Shared Storage in a Shared Nothing Environment — Blog by John Webster

By , Wednesday, February 9th 2011

Tags: analytics, Big Data, business analytics, Greenplum, Hadoop, Isilon, mapreduce, Netezza, ParAccel, shared disk, shared nothing,

The computing industry is seeing dramatic growth in the use of “shared nothing” database architectures where each node functions independently of one another and is self-sufficient (Hadoop Distributed File System for example). For the sake of performance, contention among nodes for shared disk resources (SAN and NAS) is one of the things these architectures avoid by dedicating storage resources to each node, i.e. no shared disk.

While these computing architectures are best-known in the context of Web-based applications and development activities, they are no longer confined to the Web. EMC Greenplum, IBM Netezza, and ParAccel are all examples of shared-nothing database architectures that are being used increasingly in “big data” business analytics applications and within corporate data centers.

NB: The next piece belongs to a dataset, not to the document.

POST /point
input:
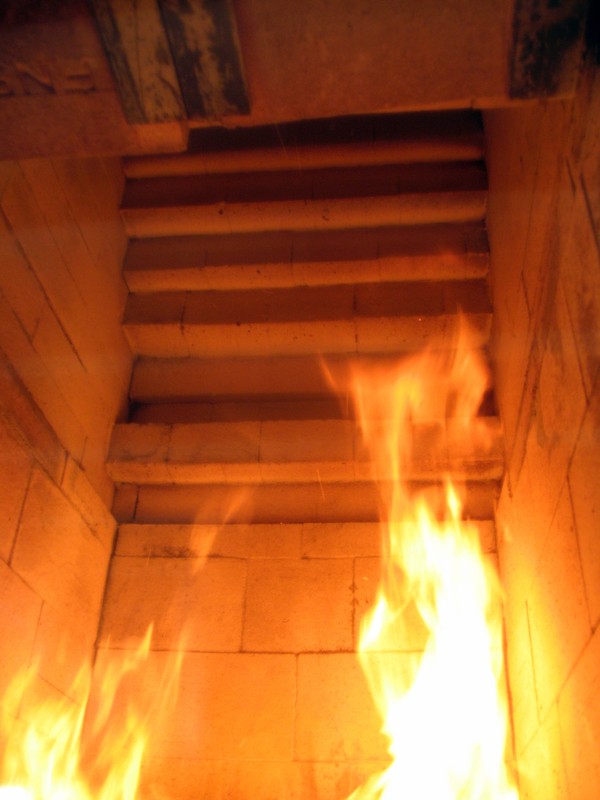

The goal of shared nothing in the context of business analytics is to ingest massive amounts of data, often from multiple data sources, and produce results that can be used in real or near real-time decision making. Therefore, a shared-nothing architecture makes extensive use of parallelism, distributing processing across independent and self-sufficient nodes. In addition, the architecture eliminates single points of contention.

That brings us to shared storage–seen in the context of shared nothing as a single point of contention. Shared-nothing nodes operate with their own dedicated, direct-attached storage reserves–typically disk although there is a move by some vendors to move solid-state drive into this application to accelerate performance. However, issues with the dedicated storage/node approach can arise.

One occurs when a user initiates a query that requires the system to combine data points by looking across multiple nodes. In this case, response time is dependent on the system’s inter-nodal communications network. The other revolves around assuring system availability and disaster recovery capabilities. Disk dedicated to each node can be RAID-1-protected, but doing so adds significantly to the cost of these systems when one considers that each system node would be configured with redundant RAID-1 arrays–one for each node.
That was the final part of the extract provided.